Govt begins preps for 2020 census

NATIONAL development planning minister Alexander Chiteme says preparations for the 2020 census of population and housing have started.

And Central Statistical Office acting director Goodson Sinyenga says the office is confronted with the challenges of a rapidly changing world. During celebrations to mark the African Statistics day for 2018 held under the theme High quality official statistics to ensure transparency, good governance and inclusive development, Chiteme said both internal and external consultations have been held to allow stakeholder input towards having a successful census in August 2020.

Chiteme said the theme was in line with the African Union summit theme: Winning the fight against corruption: a sustainable path for Africas transformation.

Chiteme said corruption was associated with lack of transparency, weak governance and non-inclusive development and had a negative effect on national development as it jeaopardises inclusive social, environmental and economic development and growth. He, however, said good governance was one of the necessary pre-conditions for a prosperous and peaceful Africa and is at the heart of Agenda 2063 of the Africa Union that aspires for ‘An Africa of good governance, democracy, respect for human rights, justice and the rule of law.

Chiteme said high quality official statistics and particularly those that focus on governance, peace and security were important in ensuring transparency, good governance and inclusive development in Africa. He urged the CSO as a coordinating institution of the national statistical system to ensure that all sectors producing statistics adhere to the United Nations fundamental principles of official statistics. Chiteme said the CSO alone could not produce all the statistics needed for evidence based planning and to monitor global and national development goals.

He said it was important that production of official statistics was well coordinated by the CSO and that sectors continue to set standards, including adherence to principles and guidelines of official production of statistics. Chiteme said a month ago, Cabinet approved the statistics bill of 2018, allowing for its introduction in the current sitting of Parliament. He said the government was confident and highly expectant of the enactment of the bill, whose objects would lead to the enhanced role of the CSO and strengthen the coordination of the production and dissemination of official statistics in the country.

Additionally, you will recall that the CSO launched the preparatory process of the 2nd generation national strategy for the development of statistics for the period 2019-2023; which is more focused on sector inclusiveness. My ministry through the CSO has also taken lead in the development of the SDG indicator framework for Zambia, a process that will lead to the publication of the SDGs baseline report for our country. This report will be very useful in anchoring our current and future reporting on SDGs, he said.

And Sinyenga said the theme was timely as the CSO was mandated not only to produce official and high quality statistics. He said high quality statistics were expected when their production was done with strict adherence to internationally accepted standards and guidelines such as the United Nations fundamental principles of official statistics. He said due to the increase in the demand for high quality statistics, the CSO has evolved with time and has seen remarkable advancements since its establishment in the 1960s.

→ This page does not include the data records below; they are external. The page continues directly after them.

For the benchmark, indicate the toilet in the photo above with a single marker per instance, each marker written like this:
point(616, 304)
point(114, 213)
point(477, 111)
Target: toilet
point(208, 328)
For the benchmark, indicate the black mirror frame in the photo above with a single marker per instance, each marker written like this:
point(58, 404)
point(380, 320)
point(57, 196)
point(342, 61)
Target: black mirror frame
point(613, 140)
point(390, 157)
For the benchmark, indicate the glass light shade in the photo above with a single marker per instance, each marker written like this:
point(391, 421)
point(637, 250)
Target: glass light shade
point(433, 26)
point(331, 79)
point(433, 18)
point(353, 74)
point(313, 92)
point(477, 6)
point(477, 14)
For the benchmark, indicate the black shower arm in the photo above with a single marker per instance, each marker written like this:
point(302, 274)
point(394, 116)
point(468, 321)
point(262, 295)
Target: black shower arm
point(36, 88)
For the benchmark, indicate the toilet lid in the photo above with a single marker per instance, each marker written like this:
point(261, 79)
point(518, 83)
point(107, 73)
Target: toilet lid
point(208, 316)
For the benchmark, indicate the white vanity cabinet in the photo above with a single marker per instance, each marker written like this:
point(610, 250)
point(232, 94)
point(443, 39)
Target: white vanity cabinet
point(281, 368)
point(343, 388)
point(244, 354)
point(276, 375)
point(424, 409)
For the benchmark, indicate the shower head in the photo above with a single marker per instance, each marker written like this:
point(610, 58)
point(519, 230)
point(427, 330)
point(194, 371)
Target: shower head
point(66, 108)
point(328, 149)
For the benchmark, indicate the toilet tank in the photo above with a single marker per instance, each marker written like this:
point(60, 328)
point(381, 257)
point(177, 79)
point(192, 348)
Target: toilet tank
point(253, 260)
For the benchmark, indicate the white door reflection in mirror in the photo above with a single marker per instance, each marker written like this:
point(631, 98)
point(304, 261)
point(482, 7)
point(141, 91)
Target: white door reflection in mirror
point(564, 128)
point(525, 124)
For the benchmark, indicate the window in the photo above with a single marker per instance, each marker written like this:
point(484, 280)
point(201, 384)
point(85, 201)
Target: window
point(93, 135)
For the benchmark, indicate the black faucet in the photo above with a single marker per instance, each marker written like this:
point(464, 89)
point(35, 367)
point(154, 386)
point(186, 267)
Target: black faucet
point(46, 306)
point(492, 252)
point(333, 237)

We are confronted with the challenges of a rapidly changing world. We statisticians need to be ready to flexibly adapt to new situations and explore all the possibilities to quickly adjust the statistical production to support the emerging needs of policymaking in implementing transparency, good governance and inclusive development in the country, he said. High quality official statistics are a guarantee of reliability. However, there are also other statistical sources in these times of big data. Cooperation between statisticians, the academic world and the producers of ‘unofficial statistics is crucial to meet an increasing and diversified demand for statistical information, he said.

A real dialogue between the different communities should be established. In order to fulfil this, the CSO launched the second generation of the national strategy for the development of statistics (NSDS2), which will be sector inclusive. The NSDS2 preparation process has a one-year roadmap, which includes extensive user engagements, particularly as the sectors develop and implement their sector strategic plans. These sector plans will be the building blocks for the NSDS2.

Sinyenga said to ensure consistencies and harmonised data collection, production and use, the CSO and stakeholders had for the first time produced a unifying statistical manual, namely compendium of statistical concepts and definitions for the national statistical system.

He said this coordination instrument was a milestone for the country as its appropriate application and use will lead to the production of more and also high quality statistics. Sinyenga said statistical information was key for inclusive development. it is a central element for accountability.

He said greater dissemination and wider use of high quality official statistics promises greater access to information for decision making.

Zambia is poised to conduct the sixth population and housing census in august 2020, with the previous censuses conducted in 1969, 1980, 1990, 2000 and 2010. I must hasten to state that decennial (every ten 10 years) census of population and housing is a vast and complex undertaking. It is certainly the largest statistical exercise we can liken to a wartime, touching every corner, every individual and household in the land. I would like to take cognizance of the governments support of the Central Statistical Office to undertake this mammoth task that will produce statistics to better serve different policy needs, he said.

As you are aware, for the first time, the CSO is coordinating the undertaking of an electronic census, using Computer Assisted Personal Interviewing (CAPI) techniques. This methodology has so far been used on a number of surveys conducted by CSO and has proved to improve the quality of data collected and reduced the time-lag between data collection and the dissemination of results.